Here, the Full Commission’s findings of fact included:
20. On October 18, 1994 plaintiff sustained a specific traumatic incident of the work assigned which arose out of and in the course of her employment with defendant and which resulted in injury to her pre-existing spondylolisthesis and spinal stenosis and which further, when considered in conjunction with her age, education, and work experience, rendered her unable to earn any wages in any employment beginning November 7, 1994 and which ultimately resulted in the surgeries performed in June 1995 and October 1995. Although the causes of plaintiff’s wage earning incapacity and the surgeries performed are multi-factorial, the specific traumatic incident which she experienced on October 18, 1994 significantly exacerbated her pre-existing lumbar spondy-lolisthesis and spinal stenosis and was thereby a significant causal factor of her wage earning incapacity and her surgeries. She has not reached the end of the healing period and is unable to engage in prolonged standing, prolonged sitting, frequent bending at the waist or heavy lifting.
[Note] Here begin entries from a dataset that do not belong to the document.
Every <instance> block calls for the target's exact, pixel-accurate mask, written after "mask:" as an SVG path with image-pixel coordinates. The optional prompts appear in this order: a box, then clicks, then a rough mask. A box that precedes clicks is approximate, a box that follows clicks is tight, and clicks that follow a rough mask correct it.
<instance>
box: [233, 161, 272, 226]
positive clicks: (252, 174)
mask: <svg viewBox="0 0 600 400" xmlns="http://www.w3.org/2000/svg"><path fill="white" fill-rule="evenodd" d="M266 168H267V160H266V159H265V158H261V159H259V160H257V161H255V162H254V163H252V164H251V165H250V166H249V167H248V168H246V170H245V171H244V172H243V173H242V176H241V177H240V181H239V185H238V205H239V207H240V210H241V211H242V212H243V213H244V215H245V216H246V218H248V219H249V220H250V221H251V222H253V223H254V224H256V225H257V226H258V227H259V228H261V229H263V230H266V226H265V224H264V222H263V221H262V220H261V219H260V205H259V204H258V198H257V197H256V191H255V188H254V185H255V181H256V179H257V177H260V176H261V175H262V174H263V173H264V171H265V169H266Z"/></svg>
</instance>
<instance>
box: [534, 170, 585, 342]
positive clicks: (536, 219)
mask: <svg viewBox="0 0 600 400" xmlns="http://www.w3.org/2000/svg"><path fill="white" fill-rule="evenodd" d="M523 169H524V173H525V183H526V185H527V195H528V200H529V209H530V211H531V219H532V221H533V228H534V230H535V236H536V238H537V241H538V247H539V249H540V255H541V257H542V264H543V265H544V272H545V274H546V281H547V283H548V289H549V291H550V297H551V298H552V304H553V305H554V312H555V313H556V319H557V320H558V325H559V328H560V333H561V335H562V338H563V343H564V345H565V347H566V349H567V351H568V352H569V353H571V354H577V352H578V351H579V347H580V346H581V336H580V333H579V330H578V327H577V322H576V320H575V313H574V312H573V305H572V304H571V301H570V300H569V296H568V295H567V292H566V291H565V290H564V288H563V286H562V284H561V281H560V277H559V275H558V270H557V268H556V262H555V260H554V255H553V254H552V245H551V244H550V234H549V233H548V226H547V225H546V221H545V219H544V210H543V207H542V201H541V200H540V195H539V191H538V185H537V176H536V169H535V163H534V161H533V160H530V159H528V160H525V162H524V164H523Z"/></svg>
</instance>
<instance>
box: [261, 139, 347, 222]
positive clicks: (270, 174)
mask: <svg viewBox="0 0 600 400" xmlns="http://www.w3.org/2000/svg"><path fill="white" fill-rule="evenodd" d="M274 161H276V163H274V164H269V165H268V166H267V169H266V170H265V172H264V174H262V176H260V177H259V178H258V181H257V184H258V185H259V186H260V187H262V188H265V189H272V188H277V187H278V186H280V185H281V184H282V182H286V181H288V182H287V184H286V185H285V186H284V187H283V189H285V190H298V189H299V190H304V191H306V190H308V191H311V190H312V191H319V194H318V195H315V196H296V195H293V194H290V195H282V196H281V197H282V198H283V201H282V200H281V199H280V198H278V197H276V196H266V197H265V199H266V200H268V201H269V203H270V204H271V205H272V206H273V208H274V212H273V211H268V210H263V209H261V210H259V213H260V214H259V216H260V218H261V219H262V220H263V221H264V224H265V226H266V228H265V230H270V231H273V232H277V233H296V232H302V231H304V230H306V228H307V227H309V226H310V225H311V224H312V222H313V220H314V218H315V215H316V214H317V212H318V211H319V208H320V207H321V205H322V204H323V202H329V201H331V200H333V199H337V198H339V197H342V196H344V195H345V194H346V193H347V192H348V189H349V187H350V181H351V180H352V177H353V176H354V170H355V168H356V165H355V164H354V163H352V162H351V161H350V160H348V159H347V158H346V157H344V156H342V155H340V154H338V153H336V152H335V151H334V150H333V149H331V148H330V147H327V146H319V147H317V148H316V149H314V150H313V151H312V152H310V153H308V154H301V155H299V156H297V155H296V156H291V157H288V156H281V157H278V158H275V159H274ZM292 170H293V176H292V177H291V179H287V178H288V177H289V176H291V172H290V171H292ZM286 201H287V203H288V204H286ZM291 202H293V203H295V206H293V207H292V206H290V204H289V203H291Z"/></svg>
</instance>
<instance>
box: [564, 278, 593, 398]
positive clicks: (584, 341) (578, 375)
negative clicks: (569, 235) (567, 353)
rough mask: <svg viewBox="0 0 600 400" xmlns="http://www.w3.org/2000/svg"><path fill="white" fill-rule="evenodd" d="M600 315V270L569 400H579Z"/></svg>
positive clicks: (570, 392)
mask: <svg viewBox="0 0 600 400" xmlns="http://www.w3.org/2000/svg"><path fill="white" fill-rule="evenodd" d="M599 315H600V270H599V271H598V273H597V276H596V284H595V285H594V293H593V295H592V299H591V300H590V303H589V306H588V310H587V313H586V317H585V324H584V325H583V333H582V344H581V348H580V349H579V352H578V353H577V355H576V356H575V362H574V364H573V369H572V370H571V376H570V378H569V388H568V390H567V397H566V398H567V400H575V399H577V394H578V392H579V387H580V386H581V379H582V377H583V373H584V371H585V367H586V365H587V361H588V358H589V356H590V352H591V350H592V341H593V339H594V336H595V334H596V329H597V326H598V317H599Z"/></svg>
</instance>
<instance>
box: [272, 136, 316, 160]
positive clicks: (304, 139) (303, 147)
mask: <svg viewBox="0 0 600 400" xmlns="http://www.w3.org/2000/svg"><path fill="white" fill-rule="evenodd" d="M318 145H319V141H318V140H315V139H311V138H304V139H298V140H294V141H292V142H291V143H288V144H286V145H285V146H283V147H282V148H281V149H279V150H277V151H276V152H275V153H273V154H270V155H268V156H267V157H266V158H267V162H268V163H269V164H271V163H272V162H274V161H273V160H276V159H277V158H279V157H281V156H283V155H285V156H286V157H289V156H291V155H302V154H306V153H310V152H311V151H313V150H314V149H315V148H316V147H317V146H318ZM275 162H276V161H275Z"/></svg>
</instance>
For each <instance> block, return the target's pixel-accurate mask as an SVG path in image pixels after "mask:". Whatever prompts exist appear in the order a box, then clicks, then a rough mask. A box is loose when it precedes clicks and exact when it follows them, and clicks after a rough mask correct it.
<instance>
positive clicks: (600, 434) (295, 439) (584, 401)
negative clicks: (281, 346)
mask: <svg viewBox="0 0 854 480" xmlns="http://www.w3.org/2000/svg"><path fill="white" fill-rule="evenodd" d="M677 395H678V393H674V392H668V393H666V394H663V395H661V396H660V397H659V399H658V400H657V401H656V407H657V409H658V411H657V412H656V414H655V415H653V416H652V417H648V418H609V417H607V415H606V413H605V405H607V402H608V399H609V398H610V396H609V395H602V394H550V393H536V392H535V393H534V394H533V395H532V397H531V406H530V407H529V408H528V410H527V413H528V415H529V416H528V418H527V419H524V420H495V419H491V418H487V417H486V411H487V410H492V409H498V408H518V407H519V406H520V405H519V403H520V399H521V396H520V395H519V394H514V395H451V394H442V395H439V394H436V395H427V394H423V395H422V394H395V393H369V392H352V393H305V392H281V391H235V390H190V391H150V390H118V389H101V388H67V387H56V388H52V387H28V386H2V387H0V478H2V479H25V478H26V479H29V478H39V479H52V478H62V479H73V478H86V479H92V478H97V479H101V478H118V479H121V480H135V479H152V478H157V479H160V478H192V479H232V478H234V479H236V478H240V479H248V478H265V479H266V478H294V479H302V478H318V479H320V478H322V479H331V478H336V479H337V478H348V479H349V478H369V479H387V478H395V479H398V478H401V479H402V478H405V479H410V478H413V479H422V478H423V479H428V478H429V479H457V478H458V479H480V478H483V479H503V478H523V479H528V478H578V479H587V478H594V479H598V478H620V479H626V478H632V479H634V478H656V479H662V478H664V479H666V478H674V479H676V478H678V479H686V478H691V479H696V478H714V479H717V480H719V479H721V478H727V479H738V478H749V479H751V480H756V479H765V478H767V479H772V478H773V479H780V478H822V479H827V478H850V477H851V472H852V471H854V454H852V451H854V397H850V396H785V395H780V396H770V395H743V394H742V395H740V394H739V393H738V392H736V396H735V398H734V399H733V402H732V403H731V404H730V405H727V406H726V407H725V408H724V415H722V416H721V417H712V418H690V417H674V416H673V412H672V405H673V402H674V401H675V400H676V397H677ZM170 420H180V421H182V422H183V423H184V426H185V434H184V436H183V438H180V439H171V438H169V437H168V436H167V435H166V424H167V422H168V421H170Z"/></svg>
Clearly, aggravation of a pre-existing condition which results in loss of wage earning capacity is compensable under the workers’ compensation laws in our state. “The work-related injury need not be the sole cause of the problems to render an injury compensable. If the work-related accident contributed in some reasonable degree to plaintiff’s disability, she is entitled to compensation.” Hoyle v. Carolina Associated Mills, 122 N.C. App. 462, 465-66, 470 S.E.2d 357, 359 (1996) (citation omitted) (quotation omitted).
While there may have been conflicting evidence as to the degree of plaintiff’s impairment, it was for the Commission to weigh the credibility of the witnesses and to decide the issues. Based on the *183recent holding in Adams, we conclude there was competent evidence in the record to support the Commission’s findings of fact and conclusions of law.
The opinion and award of the Full Commission is affirmed.
Judges JOHN and TIMMONS-GOODSON concur.